The issue in the matter was regarding the employment, by the Secretary of State for Children, Schools and Families, of teachers to work in the European Schools. The Staff Regulations, made by the Board of Governors pursuant to the Convention defining the Statute of the European Schools, limit the period for which teachers may be seconded to work in those schools to a total of nine years (or exceptionally ten). This was made up of an initial probationary period of two years, and a further period of three years, which was renewable for a further four years.

The principal question was whether arrangements could be objectively justified as required by the Fixed-term Employees (Prevention of Less Favourable Treatment) Regulations 2002 (SI 2002/2034) (‘the Fixed-term Regulations’). This was the measure chosen by the United Kingdom to implement Council Directive 1999/70/EC concerning the framework agreement on fixed-term work concluded by ETUC, UNICE and CEEP (‘the Fixed-term Directive’). The effect of regulation 8 was that a successive fixed-term contract is turned into a permanent employment unless the use of such a contract could be objectively justified.

The Employment Tribunal, the Employment Appeal Tribunal and the Court of Appeal held that the use of successive fixed-term contracts for teachers was not objectively justified. In the case of teachers employed to work in schools outside the United Kingdom, the Employment Appeal Tribunal and the Court of Appeal held that the Fixed-term Regulations do apply. However, the Employment Tribunal and the Employment Appeal Tribunal held, applying the test in Lawson v Serco Ltd [2006] UKHL 3, [2006] ICR 250, that the teachers were not entitled to make claims for unfair dismissal. This meant that they were limited to their contractual notice rights. The Court of Appeal held, applying the principle in Bleuse v MBT Transport Ltd [2008] ICR 488 that it was necessary to extend the remedy of unfair dismissal to them in order to give them an effective remedy for breach of their rights in Community law. The Secretary of State appealed against the decision of the Court of Appeal.

The Board observed that teachers’ complaint was not against the three or four periods comprised in the nine year rule but against the nine year rule itself. In other words, they were complaining about the fixed-term nature of their employment rather than about the use of the successive fixed-term contracts which make it up.
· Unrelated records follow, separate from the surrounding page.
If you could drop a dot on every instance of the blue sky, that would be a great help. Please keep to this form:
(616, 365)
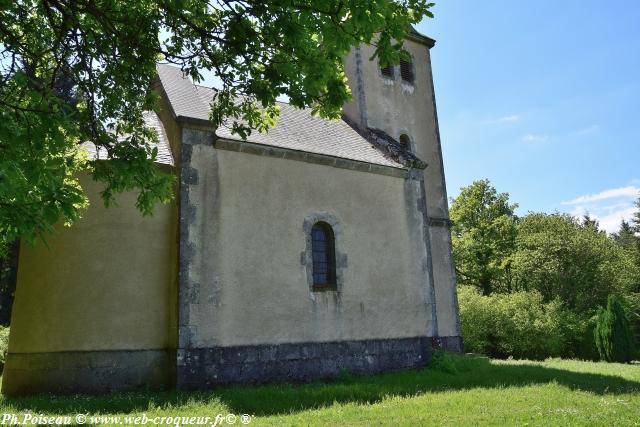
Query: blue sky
(542, 98)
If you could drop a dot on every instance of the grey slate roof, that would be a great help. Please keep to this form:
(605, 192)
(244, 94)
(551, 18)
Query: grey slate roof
(152, 120)
(296, 130)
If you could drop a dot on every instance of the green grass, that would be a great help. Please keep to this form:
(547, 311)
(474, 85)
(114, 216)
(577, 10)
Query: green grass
(458, 391)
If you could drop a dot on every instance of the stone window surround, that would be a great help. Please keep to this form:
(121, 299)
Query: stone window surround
(397, 72)
(306, 257)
But the Board observed that was not the target against which either the Fixed-term Directive or the Regulations was aimed. Had the Secretary of State chosen to offer them all nine year terms and took the risk that the schools would not have kept them for so long, they would have had no complaint. Thus employing people on single fixed-term contracts did not offend against either the Directive or the Regulations.

The Supreme Court thus allowed the appeal of the Secretary of State on the principal issue.  The Court also agreed with the Tribunals and the Court of Appeal that teachers employed by the Secretary of State in European schools abroad were covered by the Fixed-term Regulations.  The Court thus held that it was objectively justified to employ the teachers on the current fixed term contracts and accordingly they were not converted into permanent contracts by the operation of regulation 8 of the Fixed-term Regulations.